O CDC estabelece normas de ordem pública e interesse social. Por esse entendimento, poder-se-ia afirmar que este prevalece ante a Lei 8.987/97. Todavia, não se pode esquecer do tipificado “diálogo das fontes”, termo este criado por Erik Jayme. [6]

O diálogo das fontes possibilita ao intérprete e aplicador da lei, a aplicação simultânea, coerente e coordenada das leis especiais, em uma convivência conforme os valores da CF/88. Então, no caso específico da aplicação da lei 8.078/90 (CDC) e Lei 8.987/95, não há prevalência de uma sobre a outra e sim, uma interpretação harmoniosa e coerente de acordo com a CF/88.
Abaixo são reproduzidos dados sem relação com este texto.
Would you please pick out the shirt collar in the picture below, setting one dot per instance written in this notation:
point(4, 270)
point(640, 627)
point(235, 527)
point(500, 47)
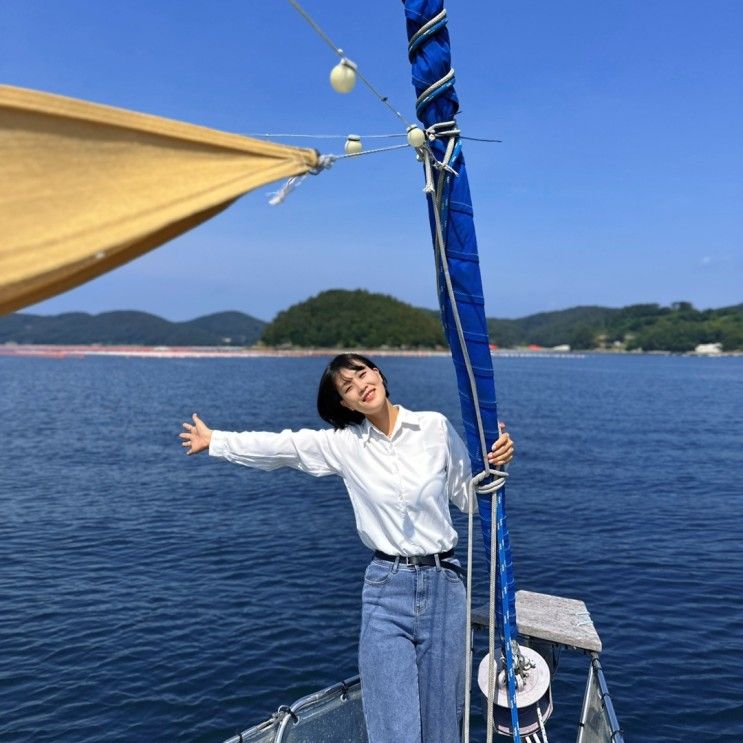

A supracitada Lei 8.987/95, ressalta a legalidade da suspensão quando há o aviso prévio em face do consumidor e este permanecer inadimplente. A jurisprudência dominante entende que, havendo o aviso prévio legitima à concessionária a perpetrar a suspensão. Portanto, se a concessionária provar que procedeu a notificação prévia legitima e legal se faz a suspensão. Todavia, quando o caso concreto se tratar de débitos antigos, que podem ser passíveis de cobrança pela via ordinária, a suspensão torna-se ilegal.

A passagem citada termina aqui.